Los afectados por el coronavirus, por tanto, van a disponer de menos tiempo efectivo y van a tener mayores dificultades burocráticas para presentar tempestivamente sus declaraciones del IRPF. ¿Qué le impide a la Ministra de Hacienda ampliar el plazo hasta junio-julio de 2020? Si vamos a “desescalar” de forma lenta y prudente, ¿qué prisas tiene María Jesús Montero en medio de esta calamidad bíblica?

2. Los fallecidos por coronavirus 

Oficialmente, los muertos por coronavirus, a 12 de abril de 2020, eran casi 17.000. En estos casos, los obligados a presentar la declaración del IRPF y, eventualmente, a ingresar la cuota que corresponda, son los herederos del contribuyente difunto (artículo 39 de la Ley General Tributaria).

Dichas personas van a tener muchas dificultades para presentar correctamente las declaraciones de sus causantes. Y no sólo por los motivos anotados en el capítulo anterior. Muchos herederos no tendrán ninguna familiaridad con la situación tributaria del finado. Además, sobre todo si han perdido gran parte de sus ingresos propios debido a la pandemia, tendrán problemas de tesorería para pagar la deuda del causante. Por si fuera poco, el pago del IRPF coincidirá temporalmente con el abono de otros impuestos y gastos relacionados con la herencia: Impuesto sobre Sucesiones, plusvalía municipal, gatos de escritura y registro...

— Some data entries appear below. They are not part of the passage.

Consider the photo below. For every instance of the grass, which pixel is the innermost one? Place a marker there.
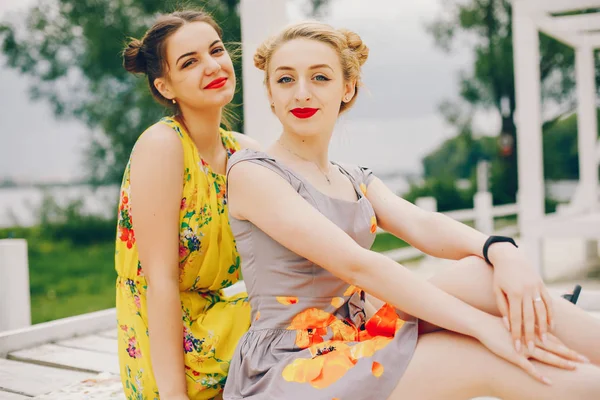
(67, 280)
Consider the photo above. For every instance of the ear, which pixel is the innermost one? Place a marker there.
(163, 88)
(349, 91)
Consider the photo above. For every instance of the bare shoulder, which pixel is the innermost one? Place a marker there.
(159, 137)
(246, 142)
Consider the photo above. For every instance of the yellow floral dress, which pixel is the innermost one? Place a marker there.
(208, 262)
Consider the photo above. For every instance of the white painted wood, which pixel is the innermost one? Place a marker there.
(57, 330)
(484, 219)
(33, 380)
(558, 6)
(587, 128)
(12, 396)
(92, 343)
(257, 26)
(529, 128)
(576, 23)
(111, 333)
(68, 358)
(505, 210)
(15, 304)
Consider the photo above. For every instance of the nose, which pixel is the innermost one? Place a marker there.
(212, 66)
(302, 91)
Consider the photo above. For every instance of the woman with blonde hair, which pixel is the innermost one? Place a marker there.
(304, 226)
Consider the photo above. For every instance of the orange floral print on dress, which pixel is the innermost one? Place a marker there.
(373, 224)
(287, 300)
(330, 361)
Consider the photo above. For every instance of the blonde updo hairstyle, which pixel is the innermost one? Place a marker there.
(352, 51)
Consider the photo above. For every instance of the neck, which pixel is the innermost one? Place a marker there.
(203, 128)
(313, 149)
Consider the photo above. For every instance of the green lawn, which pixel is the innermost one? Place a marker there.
(69, 280)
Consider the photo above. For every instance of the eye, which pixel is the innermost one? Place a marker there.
(188, 63)
(321, 78)
(284, 79)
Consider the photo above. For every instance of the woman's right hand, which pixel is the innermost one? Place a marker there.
(493, 335)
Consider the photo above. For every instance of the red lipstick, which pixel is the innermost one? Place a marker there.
(216, 84)
(304, 112)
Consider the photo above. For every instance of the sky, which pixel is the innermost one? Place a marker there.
(393, 125)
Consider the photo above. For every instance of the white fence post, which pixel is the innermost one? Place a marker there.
(15, 303)
(484, 219)
(427, 203)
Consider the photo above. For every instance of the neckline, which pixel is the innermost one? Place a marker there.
(359, 194)
(228, 151)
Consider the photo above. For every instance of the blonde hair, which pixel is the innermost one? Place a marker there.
(352, 51)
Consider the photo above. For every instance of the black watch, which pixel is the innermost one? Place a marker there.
(495, 239)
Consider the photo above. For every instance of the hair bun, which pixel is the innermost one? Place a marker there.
(133, 58)
(356, 44)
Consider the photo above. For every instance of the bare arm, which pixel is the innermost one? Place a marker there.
(267, 200)
(246, 142)
(431, 232)
(156, 189)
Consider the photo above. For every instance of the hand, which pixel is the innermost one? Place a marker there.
(492, 335)
(521, 296)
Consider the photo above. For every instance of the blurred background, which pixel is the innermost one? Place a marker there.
(439, 98)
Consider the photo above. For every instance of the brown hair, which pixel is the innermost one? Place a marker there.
(352, 51)
(148, 56)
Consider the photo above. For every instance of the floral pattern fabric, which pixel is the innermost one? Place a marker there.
(310, 337)
(212, 323)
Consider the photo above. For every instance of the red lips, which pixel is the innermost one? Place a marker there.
(304, 112)
(216, 84)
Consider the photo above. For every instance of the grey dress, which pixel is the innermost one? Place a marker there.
(309, 337)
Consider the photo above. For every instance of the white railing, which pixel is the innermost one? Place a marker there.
(482, 215)
(15, 305)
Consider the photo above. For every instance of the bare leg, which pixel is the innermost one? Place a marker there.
(471, 281)
(450, 366)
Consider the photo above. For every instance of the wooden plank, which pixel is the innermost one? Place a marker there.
(33, 380)
(68, 358)
(101, 387)
(59, 329)
(92, 343)
(12, 396)
(111, 333)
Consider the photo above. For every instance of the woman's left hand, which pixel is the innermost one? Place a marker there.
(521, 295)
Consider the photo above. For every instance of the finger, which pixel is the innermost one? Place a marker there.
(541, 317)
(549, 307)
(502, 306)
(515, 308)
(552, 359)
(554, 345)
(529, 322)
(528, 366)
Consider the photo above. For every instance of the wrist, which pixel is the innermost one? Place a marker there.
(496, 247)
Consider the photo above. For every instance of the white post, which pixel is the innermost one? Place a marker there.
(15, 306)
(529, 129)
(484, 218)
(587, 127)
(259, 20)
(427, 203)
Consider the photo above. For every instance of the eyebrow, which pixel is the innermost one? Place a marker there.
(191, 53)
(317, 66)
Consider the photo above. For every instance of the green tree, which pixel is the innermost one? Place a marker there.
(486, 27)
(71, 50)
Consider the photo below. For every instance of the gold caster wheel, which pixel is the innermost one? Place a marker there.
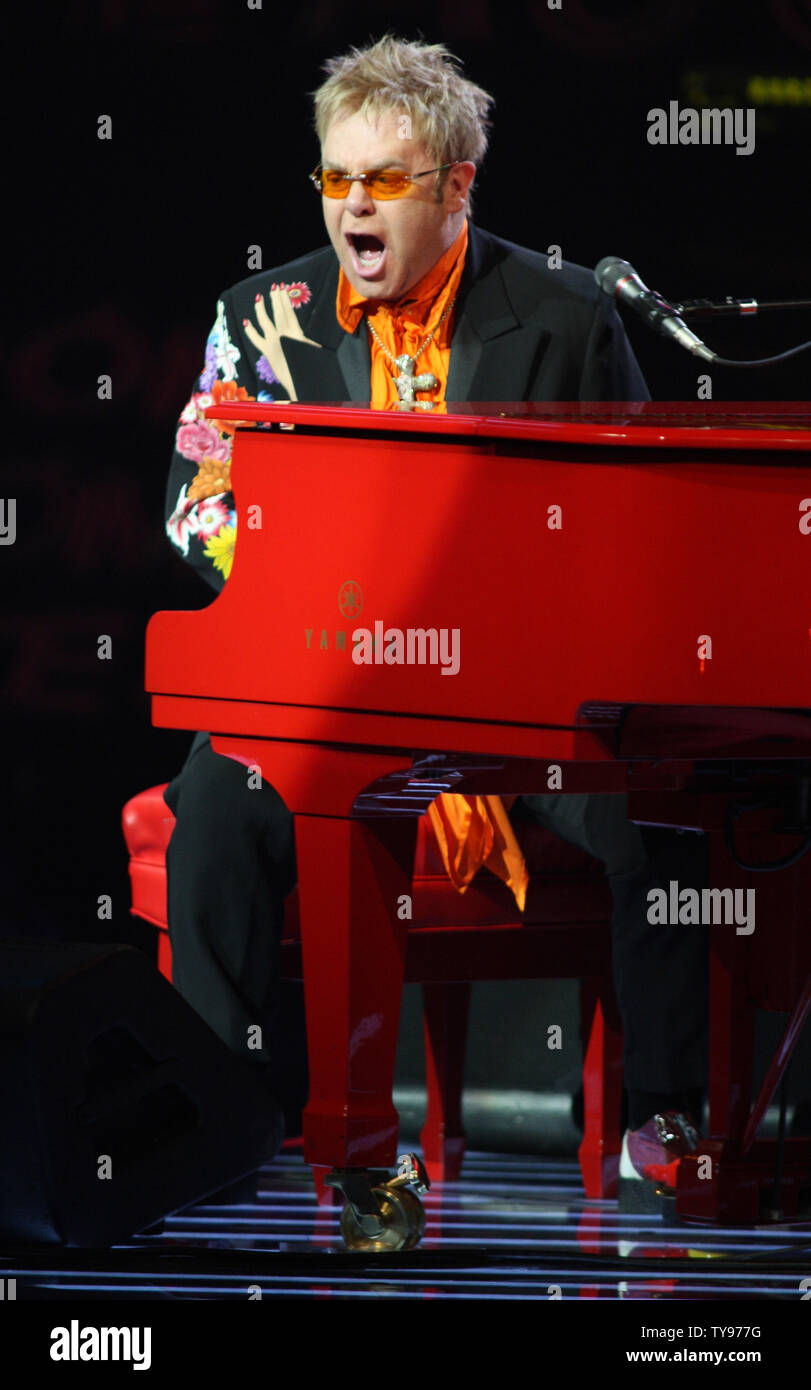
(402, 1215)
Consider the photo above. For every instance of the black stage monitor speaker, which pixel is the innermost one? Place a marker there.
(118, 1104)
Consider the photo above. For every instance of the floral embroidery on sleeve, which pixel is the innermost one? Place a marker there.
(220, 549)
(182, 523)
(221, 356)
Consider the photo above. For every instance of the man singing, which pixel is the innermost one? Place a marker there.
(412, 306)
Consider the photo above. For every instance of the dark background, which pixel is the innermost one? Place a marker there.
(120, 249)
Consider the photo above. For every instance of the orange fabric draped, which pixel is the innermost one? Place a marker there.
(470, 830)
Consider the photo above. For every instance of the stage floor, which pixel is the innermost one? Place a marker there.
(515, 1228)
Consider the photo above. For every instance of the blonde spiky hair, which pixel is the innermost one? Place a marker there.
(448, 114)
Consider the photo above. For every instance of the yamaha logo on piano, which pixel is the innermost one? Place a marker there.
(388, 645)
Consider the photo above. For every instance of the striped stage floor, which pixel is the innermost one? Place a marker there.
(515, 1228)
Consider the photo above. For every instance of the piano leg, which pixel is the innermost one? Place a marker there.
(601, 1144)
(352, 880)
(445, 1008)
(731, 1179)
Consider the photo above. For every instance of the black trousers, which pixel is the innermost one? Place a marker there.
(231, 863)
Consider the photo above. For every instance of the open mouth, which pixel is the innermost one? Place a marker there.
(367, 252)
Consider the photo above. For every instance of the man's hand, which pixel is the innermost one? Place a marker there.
(270, 332)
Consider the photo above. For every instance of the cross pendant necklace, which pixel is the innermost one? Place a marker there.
(408, 382)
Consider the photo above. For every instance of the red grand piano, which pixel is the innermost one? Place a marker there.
(622, 591)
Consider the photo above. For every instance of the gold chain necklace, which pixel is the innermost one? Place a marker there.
(408, 382)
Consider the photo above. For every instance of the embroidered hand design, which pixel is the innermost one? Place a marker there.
(270, 332)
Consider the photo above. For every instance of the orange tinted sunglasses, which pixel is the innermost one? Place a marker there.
(380, 184)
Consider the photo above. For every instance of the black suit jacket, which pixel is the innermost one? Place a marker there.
(520, 332)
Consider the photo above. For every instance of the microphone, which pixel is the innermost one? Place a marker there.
(619, 278)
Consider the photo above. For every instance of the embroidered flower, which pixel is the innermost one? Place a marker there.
(212, 517)
(220, 549)
(265, 373)
(194, 409)
(299, 292)
(202, 441)
(212, 480)
(209, 373)
(221, 356)
(182, 523)
(226, 353)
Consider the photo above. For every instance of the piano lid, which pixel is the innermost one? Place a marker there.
(714, 424)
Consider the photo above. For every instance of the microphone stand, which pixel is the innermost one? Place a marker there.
(742, 307)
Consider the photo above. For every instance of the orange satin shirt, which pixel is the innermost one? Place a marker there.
(470, 830)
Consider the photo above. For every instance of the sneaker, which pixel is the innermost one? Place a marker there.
(650, 1162)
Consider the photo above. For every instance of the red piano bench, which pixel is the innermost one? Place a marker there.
(454, 940)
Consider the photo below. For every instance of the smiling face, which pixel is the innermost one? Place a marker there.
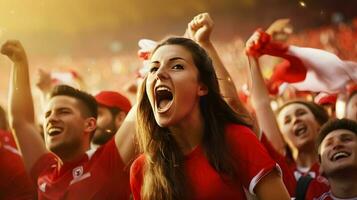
(173, 85)
(338, 151)
(64, 125)
(298, 125)
(351, 108)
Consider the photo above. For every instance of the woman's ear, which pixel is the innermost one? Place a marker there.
(90, 124)
(202, 90)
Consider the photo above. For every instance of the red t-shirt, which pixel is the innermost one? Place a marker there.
(99, 174)
(291, 174)
(14, 181)
(251, 160)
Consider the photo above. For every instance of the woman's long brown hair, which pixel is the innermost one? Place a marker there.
(164, 176)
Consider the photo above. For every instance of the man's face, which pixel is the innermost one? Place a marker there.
(106, 127)
(64, 125)
(338, 151)
(298, 125)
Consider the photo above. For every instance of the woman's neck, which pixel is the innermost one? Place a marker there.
(305, 158)
(189, 132)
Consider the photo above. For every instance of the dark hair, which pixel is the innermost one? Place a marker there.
(336, 124)
(350, 96)
(318, 111)
(164, 176)
(89, 102)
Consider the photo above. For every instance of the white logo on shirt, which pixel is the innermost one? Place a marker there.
(43, 187)
(77, 172)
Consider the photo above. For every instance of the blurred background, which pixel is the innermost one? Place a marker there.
(98, 39)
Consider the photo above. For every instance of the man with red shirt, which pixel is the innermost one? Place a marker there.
(14, 181)
(338, 156)
(65, 167)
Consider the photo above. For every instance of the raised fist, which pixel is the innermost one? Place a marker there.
(200, 28)
(14, 50)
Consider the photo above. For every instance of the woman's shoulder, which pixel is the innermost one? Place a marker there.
(137, 165)
(238, 130)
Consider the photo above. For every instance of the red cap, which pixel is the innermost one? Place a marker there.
(328, 99)
(113, 100)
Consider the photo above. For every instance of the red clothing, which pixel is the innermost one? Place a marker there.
(99, 174)
(318, 187)
(291, 174)
(14, 181)
(251, 160)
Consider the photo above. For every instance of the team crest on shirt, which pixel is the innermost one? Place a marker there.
(42, 187)
(79, 175)
(77, 172)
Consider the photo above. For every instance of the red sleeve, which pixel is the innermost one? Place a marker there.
(111, 154)
(288, 176)
(111, 161)
(14, 181)
(136, 177)
(43, 165)
(317, 187)
(252, 161)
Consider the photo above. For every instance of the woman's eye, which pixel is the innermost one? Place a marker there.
(177, 66)
(301, 112)
(286, 121)
(153, 69)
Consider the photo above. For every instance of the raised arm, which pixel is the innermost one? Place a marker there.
(21, 109)
(125, 138)
(199, 30)
(260, 96)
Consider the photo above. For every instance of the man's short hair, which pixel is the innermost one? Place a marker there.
(336, 124)
(114, 101)
(88, 100)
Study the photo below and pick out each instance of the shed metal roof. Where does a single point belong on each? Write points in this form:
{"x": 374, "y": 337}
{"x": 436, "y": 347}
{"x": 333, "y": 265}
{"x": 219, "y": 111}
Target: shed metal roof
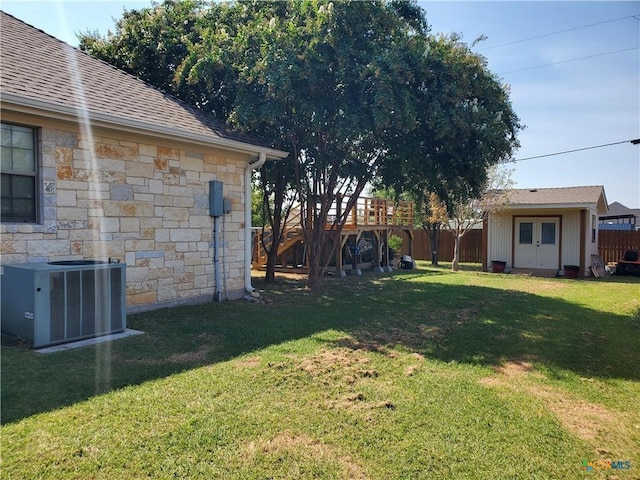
{"x": 563, "y": 197}
{"x": 43, "y": 73}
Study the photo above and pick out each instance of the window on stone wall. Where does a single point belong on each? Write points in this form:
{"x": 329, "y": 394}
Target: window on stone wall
{"x": 19, "y": 189}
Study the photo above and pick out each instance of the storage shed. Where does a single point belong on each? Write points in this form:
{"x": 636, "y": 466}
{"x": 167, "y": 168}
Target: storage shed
{"x": 546, "y": 231}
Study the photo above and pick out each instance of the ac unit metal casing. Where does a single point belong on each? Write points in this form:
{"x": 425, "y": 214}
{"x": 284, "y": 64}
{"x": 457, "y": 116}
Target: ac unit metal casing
{"x": 49, "y": 304}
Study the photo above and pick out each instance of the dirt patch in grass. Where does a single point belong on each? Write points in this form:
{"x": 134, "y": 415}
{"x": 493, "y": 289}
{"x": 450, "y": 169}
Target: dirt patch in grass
{"x": 249, "y": 362}
{"x": 586, "y": 420}
{"x": 195, "y": 356}
{"x": 304, "y": 449}
{"x": 543, "y": 286}
{"x": 343, "y": 362}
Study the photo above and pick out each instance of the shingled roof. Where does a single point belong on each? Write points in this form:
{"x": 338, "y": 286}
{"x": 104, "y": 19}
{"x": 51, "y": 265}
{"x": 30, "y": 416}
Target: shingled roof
{"x": 563, "y": 197}
{"x": 42, "y": 72}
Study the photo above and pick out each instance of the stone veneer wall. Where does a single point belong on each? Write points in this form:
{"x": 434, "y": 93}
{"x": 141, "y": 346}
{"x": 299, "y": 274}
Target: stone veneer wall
{"x": 139, "y": 202}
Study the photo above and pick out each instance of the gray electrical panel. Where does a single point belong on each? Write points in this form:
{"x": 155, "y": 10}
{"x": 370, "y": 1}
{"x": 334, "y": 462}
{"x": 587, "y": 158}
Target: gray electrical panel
{"x": 216, "y": 200}
{"x": 59, "y": 302}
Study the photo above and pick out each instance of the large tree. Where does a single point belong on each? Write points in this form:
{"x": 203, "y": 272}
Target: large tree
{"x": 327, "y": 81}
{"x": 465, "y": 126}
{"x": 354, "y": 90}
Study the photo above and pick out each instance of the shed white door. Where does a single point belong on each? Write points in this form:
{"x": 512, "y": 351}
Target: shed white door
{"x": 537, "y": 242}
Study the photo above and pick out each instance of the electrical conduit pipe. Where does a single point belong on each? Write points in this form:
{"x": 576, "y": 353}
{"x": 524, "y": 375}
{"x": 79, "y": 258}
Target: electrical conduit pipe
{"x": 262, "y": 158}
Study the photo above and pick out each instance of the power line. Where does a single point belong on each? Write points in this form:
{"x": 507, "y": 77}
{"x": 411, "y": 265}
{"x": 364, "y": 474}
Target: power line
{"x": 556, "y": 33}
{"x": 633, "y": 142}
{"x": 570, "y": 60}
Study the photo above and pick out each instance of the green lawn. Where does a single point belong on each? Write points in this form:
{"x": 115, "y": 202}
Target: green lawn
{"x": 403, "y": 375}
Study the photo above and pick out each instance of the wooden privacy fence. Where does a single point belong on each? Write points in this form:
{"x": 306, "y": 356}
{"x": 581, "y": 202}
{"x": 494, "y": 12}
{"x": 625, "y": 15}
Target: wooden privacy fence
{"x": 611, "y": 245}
{"x": 470, "y": 246}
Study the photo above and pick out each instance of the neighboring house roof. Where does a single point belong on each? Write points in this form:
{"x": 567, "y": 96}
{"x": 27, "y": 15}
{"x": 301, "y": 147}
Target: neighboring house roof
{"x": 565, "y": 197}
{"x": 617, "y": 210}
{"x": 40, "y": 72}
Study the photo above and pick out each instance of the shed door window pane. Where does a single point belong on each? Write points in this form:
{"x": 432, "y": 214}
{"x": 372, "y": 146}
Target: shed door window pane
{"x": 526, "y": 233}
{"x": 548, "y": 236}
{"x": 18, "y": 197}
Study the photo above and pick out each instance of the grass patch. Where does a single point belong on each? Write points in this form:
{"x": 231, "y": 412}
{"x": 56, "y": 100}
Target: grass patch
{"x": 410, "y": 374}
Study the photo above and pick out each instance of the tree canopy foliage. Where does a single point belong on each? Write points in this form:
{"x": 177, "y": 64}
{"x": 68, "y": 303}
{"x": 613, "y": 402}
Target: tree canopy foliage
{"x": 358, "y": 92}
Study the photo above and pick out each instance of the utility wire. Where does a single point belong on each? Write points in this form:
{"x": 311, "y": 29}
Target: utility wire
{"x": 556, "y": 33}
{"x": 634, "y": 142}
{"x": 570, "y": 60}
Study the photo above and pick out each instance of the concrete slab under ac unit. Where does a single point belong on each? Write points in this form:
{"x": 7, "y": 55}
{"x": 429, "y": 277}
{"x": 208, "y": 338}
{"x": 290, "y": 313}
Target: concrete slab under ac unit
{"x": 89, "y": 341}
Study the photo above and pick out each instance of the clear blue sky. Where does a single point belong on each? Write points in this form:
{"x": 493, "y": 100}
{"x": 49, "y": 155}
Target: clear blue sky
{"x": 566, "y": 101}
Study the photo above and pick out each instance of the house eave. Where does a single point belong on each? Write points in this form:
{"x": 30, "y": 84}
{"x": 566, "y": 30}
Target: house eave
{"x": 20, "y": 104}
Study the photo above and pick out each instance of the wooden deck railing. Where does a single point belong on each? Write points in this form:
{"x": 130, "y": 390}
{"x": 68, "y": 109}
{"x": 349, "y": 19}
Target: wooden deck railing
{"x": 372, "y": 212}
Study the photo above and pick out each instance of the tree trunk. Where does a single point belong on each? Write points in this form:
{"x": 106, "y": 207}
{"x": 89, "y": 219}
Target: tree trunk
{"x": 456, "y": 253}
{"x": 433, "y": 232}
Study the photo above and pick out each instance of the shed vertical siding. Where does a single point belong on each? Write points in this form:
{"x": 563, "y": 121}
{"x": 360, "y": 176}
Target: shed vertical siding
{"x": 570, "y": 243}
{"x": 499, "y": 238}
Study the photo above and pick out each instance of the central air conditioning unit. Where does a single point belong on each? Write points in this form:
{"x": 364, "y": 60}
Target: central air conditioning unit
{"x": 60, "y": 302}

Por tanto, esas personas van a necesitar más tiempo para presentar la declaración, y también una moratoria de pago por parte de la Agencia Tributaria y de la Comunidad Autónoma respectiva de cara al ingreso de sus deudas en esta situación de emergencia nacional (y personal).

3. La posibilidad de aplazamiento de deuda 

La ministra de Hacienda actúa como si no hubiera pasado nada. En su Orden, la cuota a ingresar por el IRPF se puede fraccionar en los dos plazos habituales: el 60% al presentar la declaración y el 40% restante a primeros de noviembre. Esa actitud no es realista. Convendría bajar los porcentajes y alargar los plazos porque la mayoría de los contribuyentes no dispone ahora de la misma liquidez que en ejercicios anteriores. Si la Ministra de Hacienda ya estudia una moratoria para las liquidaciones fiscales que concluyen el próximo 20 de abril (IVA y retenciones), irá contra sí misma si niega esta posibilidad a los contribuyentes del IRPF-2019. Señora Montero: no dispare contra los contribuyentes; son los que sostienen a las instituciones públicas, aunque hayan dilapidado sus recursos con la pésima gestión de la pandemia.